I am currently reading through the proof of the Doob-Meyer deocomposition and came across this statement:
Assume that $(A_t)_{t \in [0,1]}$ is a right continuous stochastic process. If $D$ is a countable dense subset of $[0,1]$, e.g. $D=\mathbb{Q} \cap [0,1]$, and for all $t,t' \in D$ with $t \leq t'$ we have $$A_t \leq A_t' \text{, P-a.s. }, $$ Then the trajectories of $A$ are almost surely increasing, i.e. the set $$\{\omega: t \mapsto A_t(\omega) \text{ is increasing}\}$$ contains a set of probability one.
I do not know how to prove this statement, since it was not proved inside the proof, so I assume it should be easy. But I still cannot see why it holds. Does anyone know how to prove this?
Thanks a lot in advance!
Since the set of rationals is countable, the inequality you have holds almost surely for all rational $t, t'$. Note the difference in the position of the quantifier "almost surely" between your inequality and what I stated above.

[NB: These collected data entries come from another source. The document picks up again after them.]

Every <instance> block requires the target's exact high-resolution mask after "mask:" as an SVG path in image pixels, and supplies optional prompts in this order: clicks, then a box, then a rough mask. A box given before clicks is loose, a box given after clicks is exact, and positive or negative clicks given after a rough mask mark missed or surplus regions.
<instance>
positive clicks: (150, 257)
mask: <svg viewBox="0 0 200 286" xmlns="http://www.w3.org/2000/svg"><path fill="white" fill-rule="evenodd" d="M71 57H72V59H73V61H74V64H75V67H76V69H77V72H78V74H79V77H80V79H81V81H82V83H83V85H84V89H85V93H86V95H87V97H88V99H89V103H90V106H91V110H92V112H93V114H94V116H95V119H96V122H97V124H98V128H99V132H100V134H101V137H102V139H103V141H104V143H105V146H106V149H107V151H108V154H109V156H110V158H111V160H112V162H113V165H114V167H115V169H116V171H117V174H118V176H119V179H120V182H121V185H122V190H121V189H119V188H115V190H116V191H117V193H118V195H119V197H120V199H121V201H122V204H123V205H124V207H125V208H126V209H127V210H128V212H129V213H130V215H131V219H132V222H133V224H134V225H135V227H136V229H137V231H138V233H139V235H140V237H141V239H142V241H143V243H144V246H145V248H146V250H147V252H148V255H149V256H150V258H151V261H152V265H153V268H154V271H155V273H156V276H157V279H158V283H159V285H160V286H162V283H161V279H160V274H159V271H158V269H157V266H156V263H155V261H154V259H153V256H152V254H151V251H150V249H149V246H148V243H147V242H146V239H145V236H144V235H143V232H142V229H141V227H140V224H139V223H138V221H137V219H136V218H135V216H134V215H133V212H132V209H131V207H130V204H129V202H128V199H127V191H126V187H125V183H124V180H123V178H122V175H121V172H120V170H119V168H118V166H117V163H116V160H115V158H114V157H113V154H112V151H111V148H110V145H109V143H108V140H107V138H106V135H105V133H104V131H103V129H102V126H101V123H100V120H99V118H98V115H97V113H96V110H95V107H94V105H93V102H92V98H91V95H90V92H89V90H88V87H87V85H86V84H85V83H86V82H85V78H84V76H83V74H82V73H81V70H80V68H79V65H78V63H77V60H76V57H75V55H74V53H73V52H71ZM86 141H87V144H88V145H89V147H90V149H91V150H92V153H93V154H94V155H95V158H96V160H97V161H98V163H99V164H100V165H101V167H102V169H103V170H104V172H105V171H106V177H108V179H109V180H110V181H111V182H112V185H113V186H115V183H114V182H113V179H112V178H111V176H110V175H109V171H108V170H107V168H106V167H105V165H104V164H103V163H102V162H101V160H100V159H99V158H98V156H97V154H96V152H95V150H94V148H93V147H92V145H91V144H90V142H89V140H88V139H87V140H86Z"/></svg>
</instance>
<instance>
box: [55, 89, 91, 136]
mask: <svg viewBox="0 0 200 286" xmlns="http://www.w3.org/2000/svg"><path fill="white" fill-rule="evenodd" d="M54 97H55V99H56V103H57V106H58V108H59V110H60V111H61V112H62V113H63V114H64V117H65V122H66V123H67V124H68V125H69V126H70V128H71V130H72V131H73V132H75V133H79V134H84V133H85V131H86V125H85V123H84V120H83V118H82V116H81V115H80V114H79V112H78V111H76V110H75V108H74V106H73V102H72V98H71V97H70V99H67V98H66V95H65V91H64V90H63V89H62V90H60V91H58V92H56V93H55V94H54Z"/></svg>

Then fix some $\omega$ in this full measure set and two arbitrary time points $t<s$. Since the paths are right-continuous, you can express $A_t(\omega)$ as $\lim A_{t_n}(\omega)$ with $t_n$ rational for every $n$. You can do the same for $A_s(\omega)$. Since $A_{t_n}(\omega) \leq A_{s_n}(\omega)$ (you can choose your sequences to make sure this is true), it follows that $A_{t}(\omega) \leq A_{s}(\omega)$.